ON a Wednesday evening just a couple of weeks from now, an audience will gather on a grassy slope in Glasgow’s Botanic Gardens to watch the first perofrmance of the 2014 Bard In The Botanics season.
Some of the audience will have brought their own chairs or blankets to sit on, others will be hiring small plastic stools from the box office, and most will be slapping on midge repellent. The show will be a rollicking and cheekily topical version of The Comedy Of Errors, set to indulge in some pre-referendum jokery by imagining England and Scotland as the play’s rival cities of Syracuse and Ephesus; and if the weather is kind, the audience will still be there a couple of hours later, applauding Gordon Barr’s 12-strong cast of professional actors and Royal Conservatoire students, as the summer light fades into night.
There’s no phenomenon in Scottish theatre more admirably stubborn in its survival, and more impressive in its achievement against the odds, than the annual Shakespeare season in the Botanics, led by Gordon Barr for the last 11 years. Thirteen years on from its first season, the event remains almost wholly dependent on box office income; it receives no funding from Creative Scotland, and only a small audience development fund from Glasgow City Council. And because most of its shows take place outdoors – although some are also staged inside the gorgeous Kibble Palace – the whole event is desperately vulnerable to the weather; back in the monsoon season of 2012, a fascinating version of The Tempest, starring award-winning actor Stephen Clyde, struggled to complete more than two or three of 12 planned performances.
Yet somehow, the Bard In The Botanics phenomenon not only survives but thrives. This year, in a season with the overall title What We May Be, Barr hopes to look at issues of belonging and identity, not only through The Comedy Of Errors, but also through a three-handed short version of Henry IV staged in the Kibble Palace, a version of Henry V with a cast of 17 set during the First World War and staged by his associate director Jennifer Dick, and a new version of Hamlet from the young company Wilderness Of Tigers; and according to Barr, there are three main reasons why he is able to stage such am ambitious programme.

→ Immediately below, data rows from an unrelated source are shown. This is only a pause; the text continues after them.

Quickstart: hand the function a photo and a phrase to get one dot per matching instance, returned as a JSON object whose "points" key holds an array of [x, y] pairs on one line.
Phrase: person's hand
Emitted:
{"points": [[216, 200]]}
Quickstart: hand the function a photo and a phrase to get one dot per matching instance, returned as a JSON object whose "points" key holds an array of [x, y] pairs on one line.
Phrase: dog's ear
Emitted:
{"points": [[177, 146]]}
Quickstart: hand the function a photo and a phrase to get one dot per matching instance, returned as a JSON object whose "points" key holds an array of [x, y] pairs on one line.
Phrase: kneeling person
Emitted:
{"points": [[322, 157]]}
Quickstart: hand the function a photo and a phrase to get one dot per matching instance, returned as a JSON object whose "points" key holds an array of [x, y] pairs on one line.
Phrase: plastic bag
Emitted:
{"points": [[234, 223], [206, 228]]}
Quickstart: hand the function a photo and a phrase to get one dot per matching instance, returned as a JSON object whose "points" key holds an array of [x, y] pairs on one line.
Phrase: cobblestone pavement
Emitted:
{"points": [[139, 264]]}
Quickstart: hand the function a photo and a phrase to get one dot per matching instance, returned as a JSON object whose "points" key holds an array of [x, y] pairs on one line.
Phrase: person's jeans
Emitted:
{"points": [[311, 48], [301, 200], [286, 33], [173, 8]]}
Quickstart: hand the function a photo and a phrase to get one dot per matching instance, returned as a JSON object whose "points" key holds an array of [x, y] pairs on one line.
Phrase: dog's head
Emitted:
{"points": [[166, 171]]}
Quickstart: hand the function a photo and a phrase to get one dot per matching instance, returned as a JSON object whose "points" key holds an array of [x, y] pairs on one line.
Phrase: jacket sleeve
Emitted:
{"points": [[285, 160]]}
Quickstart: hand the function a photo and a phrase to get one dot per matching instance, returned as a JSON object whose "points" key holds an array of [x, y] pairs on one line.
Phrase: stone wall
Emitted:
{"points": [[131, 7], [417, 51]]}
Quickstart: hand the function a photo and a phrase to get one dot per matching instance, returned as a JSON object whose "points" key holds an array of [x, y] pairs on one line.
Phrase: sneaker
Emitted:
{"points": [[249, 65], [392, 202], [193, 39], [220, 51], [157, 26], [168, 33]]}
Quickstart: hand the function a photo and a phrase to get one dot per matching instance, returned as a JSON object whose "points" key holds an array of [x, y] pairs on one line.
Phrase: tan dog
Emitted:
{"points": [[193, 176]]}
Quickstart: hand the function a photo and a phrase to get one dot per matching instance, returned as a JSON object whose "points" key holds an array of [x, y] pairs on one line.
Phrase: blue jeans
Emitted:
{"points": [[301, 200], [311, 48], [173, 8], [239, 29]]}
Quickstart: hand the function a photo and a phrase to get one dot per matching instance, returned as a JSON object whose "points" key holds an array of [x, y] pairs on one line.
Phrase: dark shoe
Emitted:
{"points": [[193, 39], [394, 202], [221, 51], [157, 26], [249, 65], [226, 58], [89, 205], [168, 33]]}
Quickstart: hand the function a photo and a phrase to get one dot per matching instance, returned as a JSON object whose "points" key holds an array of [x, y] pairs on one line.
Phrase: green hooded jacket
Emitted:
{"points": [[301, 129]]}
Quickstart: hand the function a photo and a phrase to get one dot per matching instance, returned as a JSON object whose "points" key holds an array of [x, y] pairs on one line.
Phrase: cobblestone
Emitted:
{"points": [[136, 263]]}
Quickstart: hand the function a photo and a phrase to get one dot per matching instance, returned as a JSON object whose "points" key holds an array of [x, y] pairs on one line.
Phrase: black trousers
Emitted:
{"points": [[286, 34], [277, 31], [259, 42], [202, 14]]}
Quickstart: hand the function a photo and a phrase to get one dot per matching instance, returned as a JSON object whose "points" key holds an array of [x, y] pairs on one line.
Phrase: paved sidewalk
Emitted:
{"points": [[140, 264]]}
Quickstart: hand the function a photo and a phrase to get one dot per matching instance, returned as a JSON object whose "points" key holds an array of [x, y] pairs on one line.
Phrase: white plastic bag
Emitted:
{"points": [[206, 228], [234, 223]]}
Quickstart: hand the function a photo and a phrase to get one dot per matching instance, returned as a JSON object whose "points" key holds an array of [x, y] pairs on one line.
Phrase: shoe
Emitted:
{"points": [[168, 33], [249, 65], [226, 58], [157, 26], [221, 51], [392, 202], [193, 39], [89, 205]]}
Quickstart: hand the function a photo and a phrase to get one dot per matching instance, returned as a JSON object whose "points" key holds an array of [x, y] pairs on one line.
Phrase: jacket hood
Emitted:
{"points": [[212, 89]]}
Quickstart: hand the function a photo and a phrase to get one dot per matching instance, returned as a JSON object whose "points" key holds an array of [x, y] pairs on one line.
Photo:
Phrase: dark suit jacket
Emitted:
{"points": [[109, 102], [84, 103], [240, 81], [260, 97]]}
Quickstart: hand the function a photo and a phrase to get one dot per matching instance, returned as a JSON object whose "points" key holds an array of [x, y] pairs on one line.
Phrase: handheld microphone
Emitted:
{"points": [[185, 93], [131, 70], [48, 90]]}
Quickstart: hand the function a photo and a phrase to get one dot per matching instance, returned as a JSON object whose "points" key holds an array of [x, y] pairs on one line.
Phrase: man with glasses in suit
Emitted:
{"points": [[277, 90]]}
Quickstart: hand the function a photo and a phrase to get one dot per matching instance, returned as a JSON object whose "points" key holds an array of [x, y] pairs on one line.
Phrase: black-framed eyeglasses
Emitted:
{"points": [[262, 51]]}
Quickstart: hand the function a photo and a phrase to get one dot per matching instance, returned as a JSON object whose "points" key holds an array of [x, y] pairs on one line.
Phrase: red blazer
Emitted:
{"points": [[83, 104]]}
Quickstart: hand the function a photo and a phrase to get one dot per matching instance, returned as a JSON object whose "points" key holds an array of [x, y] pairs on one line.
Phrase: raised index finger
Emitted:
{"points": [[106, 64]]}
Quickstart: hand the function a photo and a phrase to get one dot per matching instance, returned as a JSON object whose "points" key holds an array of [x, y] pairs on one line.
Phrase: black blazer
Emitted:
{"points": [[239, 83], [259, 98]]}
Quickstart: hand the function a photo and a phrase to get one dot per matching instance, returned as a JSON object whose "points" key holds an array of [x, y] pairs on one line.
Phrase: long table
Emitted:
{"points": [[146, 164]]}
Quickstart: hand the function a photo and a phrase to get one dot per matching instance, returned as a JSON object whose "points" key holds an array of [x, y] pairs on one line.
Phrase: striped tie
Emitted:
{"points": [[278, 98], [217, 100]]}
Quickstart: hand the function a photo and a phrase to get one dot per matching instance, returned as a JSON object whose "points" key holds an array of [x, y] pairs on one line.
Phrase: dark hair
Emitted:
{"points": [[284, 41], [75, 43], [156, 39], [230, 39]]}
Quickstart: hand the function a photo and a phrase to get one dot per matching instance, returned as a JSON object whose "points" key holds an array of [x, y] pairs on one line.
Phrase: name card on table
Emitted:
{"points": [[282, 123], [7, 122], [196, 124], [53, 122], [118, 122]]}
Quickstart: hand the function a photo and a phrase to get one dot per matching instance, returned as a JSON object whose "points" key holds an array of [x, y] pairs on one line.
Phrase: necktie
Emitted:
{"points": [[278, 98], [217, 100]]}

The first involves the audience, who, according to Barr, are astonishingly resilient, both in their commitment to the season in general, and in their determination to sit through a performance come hell or high water, once it has started; it is, he says, always the show that has to be stopped because of unsafe weather conditions, long before the audience gives up. Secondly, there is his core company of professional actors, an extraordinarily talented group whose ability to tackle huge Shakespearean roles has visibly grown with the years; two of his leading men, Kirk Bage and Paul Cunningham, will be back again this year.

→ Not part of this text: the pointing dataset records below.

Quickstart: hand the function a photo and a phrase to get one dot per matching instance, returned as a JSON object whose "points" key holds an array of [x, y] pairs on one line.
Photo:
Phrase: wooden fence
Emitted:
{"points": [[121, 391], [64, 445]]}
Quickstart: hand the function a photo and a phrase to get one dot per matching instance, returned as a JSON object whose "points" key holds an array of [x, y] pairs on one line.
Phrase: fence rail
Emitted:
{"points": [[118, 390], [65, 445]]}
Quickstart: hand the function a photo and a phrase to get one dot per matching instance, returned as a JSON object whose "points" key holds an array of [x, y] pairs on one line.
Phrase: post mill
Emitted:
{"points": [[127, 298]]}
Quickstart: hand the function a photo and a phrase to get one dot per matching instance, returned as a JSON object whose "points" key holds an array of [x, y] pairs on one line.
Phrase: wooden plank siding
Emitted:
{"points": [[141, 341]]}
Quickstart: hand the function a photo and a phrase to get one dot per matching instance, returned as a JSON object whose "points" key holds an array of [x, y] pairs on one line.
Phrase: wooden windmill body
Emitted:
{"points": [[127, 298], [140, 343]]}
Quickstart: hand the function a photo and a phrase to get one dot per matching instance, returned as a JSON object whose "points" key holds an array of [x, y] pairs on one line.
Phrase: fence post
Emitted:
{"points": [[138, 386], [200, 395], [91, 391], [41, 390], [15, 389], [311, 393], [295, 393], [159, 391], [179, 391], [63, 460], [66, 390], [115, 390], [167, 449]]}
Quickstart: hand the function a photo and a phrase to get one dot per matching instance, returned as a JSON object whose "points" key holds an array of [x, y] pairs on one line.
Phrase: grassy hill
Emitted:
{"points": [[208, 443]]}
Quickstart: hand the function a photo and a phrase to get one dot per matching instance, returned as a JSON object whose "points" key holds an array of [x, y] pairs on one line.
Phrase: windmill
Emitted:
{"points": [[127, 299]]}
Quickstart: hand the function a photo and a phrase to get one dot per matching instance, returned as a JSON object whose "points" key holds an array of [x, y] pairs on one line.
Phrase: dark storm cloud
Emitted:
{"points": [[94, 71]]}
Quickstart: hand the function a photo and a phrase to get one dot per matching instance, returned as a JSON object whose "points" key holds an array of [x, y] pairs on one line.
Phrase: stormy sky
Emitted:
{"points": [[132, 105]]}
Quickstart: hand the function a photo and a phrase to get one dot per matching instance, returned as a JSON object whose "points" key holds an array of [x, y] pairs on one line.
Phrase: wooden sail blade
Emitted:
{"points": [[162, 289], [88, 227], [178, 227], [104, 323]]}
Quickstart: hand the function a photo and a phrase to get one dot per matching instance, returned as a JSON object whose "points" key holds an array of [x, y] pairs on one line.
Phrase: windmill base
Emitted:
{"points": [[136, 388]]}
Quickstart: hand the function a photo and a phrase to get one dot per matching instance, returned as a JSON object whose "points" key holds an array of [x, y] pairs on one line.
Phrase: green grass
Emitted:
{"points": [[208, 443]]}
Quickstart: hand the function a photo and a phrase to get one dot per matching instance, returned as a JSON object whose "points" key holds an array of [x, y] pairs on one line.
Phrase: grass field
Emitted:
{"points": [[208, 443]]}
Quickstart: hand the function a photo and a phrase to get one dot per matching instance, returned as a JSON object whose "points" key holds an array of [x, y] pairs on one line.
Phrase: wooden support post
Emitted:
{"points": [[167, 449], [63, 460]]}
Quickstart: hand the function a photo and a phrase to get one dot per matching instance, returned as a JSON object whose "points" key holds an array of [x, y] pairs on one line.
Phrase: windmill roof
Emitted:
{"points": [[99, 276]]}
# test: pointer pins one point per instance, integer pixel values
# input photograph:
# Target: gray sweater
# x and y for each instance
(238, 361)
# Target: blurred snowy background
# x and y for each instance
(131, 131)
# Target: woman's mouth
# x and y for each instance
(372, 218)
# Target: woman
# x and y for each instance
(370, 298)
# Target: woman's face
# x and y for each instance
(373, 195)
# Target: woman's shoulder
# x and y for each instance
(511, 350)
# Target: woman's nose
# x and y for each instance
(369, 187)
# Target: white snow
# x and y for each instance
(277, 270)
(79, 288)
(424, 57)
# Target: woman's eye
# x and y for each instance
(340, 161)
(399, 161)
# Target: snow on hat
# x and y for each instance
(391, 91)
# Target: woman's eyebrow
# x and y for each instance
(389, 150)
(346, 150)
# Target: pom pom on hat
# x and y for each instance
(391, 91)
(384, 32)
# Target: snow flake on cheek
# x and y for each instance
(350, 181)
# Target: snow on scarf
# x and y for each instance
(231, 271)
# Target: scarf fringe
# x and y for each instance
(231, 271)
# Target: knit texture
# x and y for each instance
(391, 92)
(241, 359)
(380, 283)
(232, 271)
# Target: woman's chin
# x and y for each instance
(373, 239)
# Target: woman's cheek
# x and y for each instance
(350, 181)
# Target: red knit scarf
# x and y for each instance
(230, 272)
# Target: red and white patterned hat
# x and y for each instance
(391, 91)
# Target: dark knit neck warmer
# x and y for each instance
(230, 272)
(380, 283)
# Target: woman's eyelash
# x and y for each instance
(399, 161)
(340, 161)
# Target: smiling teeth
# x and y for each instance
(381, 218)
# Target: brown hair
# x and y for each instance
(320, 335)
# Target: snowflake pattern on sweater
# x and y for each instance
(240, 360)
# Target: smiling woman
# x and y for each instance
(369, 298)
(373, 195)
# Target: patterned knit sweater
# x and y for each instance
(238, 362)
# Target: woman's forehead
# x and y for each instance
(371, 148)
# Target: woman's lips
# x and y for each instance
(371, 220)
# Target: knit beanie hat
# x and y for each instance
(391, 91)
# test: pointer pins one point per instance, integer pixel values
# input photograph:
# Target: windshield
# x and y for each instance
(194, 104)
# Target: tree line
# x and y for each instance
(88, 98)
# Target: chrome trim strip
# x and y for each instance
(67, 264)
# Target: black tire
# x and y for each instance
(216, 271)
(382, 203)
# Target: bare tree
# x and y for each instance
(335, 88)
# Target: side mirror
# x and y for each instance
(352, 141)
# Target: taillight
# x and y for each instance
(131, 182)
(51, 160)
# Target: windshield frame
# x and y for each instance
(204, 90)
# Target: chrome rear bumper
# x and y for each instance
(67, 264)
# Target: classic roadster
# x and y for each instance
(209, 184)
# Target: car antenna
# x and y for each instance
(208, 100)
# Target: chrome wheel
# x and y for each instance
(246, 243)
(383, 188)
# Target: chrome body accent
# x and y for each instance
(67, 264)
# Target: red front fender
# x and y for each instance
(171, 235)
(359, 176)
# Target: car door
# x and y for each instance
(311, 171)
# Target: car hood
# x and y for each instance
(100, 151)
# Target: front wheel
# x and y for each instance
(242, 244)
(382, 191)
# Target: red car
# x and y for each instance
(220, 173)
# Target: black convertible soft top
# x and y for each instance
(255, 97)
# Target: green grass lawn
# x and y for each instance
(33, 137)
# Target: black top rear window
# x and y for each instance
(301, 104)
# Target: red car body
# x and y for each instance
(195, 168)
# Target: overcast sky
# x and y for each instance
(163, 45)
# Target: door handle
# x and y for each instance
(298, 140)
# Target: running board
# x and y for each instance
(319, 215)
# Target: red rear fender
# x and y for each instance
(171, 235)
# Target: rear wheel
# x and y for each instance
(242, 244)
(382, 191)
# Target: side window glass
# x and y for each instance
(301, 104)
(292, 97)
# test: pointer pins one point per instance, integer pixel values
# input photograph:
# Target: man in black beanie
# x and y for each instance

And then finally, there is Shakespeare himself, the unparalleled genius whose great dramatic poetry brings those actors back year after year, despite modest pay and hazardous weather. There are, of course, plenty of summer touring companies who bring Shakespeare’s plays to beautiful outdoor settings. But where their work is often focused on just a few familiar Shakespeare favourites, Barr and his company have now tackled 26 of Shakespeare’s plays, including rarities like Titus Andronicus and Pericles. “We have to balance the programme, of course,” says Barr, “and we hope this year’s season reflects that – The Comedy Of Errors is a popular choice, while there hasn’t been a production of Henry IV in Scotland for perhaps 40 years. Over the next decade, though, we’ve promised ourselves that we will finally complete all 32 of the plays. We have plenty of plans to tour our work more, and to build our audience; and my guess is that in ten years’ time, come the end of June, we will still be here.”